La déréliction est un sentiment quelque peu masochiste. Mais elle permet d’entretenir avec soi et les autres une sorte de mansuétude quand rien ne va. D’où l’aspect particulier de ce roman de formation. Il ressemble quant à l’approche du monde et de la vie à L’Amérique de Kafka.
Zabdyr comme son aîné y traite par l’ironie et la farce ce qui ne prête pas forcément à rire.
Mais c’est une manière de traverser la vie lorsque, au sein même d’une période de construction, “la perspective, l’anticipation, le bonheur avaient été rayé des dictionnaires”. La condition verticale dans un univers brut et fermé n’est plus de mise : “tous avaient les jambes en l’air” mais pas pour s’y envoyer — même si l’auteur ne se prive pas de raconter des anecdotes mordantes. Il s’agit juste de la situation sartrienne de ceux qui se retrouvent dans les poubelles autant de l’Histoire que de Paris ou de sa banlieue.
La condition comateuse devient la localisation majeure des perdants qui n’ont rien de magnifiques. Des jeunes loups des années 80, il ne reste rien. Même pas les dents. Juste une rage là “où le chapelet des vivants ne préfigure qu’une adjonction au rosaire des morts indistincts”.
Tout le reste — si reste il y a — est foutaise.
Un tel livre ne peut donc être recommandé aux neurasthéniques. Quoiqu’il soit après tout possible de soigner le mal par le mal. Quant aux autres, ils sauront apprécier cette dérive (et reprise partielle) là où tout est parfaitement agencé.
C’est ce qui donne la force au livre. Le narrateur affirme que “les mots deviennent des ouistitis qui virevoltent’”.

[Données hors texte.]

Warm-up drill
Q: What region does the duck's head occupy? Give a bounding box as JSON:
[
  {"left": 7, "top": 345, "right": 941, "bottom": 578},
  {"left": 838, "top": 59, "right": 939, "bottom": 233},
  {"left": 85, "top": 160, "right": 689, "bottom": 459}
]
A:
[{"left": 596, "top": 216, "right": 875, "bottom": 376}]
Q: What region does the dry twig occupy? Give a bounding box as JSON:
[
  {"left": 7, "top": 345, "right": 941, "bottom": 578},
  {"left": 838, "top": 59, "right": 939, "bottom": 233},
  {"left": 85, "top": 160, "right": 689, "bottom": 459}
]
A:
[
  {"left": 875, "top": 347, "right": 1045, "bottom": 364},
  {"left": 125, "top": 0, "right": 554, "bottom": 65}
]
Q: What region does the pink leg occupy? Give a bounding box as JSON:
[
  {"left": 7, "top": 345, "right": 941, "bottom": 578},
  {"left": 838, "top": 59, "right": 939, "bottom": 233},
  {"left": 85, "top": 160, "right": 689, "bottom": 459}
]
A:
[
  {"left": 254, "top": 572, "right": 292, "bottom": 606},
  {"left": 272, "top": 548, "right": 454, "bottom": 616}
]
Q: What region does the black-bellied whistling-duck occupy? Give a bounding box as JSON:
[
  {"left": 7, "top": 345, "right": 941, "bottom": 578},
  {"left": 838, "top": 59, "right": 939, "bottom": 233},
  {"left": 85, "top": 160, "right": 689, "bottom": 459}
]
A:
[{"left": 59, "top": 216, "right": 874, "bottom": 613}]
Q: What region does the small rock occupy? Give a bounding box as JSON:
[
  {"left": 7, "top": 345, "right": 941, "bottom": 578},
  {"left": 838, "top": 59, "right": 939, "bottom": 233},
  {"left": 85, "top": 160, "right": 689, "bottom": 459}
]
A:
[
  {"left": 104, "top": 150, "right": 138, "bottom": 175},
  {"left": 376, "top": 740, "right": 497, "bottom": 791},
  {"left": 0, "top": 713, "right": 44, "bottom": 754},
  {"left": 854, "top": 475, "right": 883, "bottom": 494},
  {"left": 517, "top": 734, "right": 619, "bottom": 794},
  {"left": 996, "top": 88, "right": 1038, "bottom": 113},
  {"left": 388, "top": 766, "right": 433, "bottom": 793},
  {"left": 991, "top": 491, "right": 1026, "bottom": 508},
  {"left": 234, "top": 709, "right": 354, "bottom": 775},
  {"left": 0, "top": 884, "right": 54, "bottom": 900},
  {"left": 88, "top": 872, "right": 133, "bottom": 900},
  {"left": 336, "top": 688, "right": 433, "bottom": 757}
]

Mais Valéry Zabdyr les maîtrise afin d’offrir une éternité à son style au moment où les zones mortuaires (prison, hôpitaux voire simplement les rues) se remplissent et donnent lieu ici à un examen exhaustif.
jean-paul gavard-perret
Valéry Zabdyr ( Valéry Molet), L’exquise sensation du rejet, Editions Sans Escale, Saint Denis, 2020, 160 p. — 13,00 €.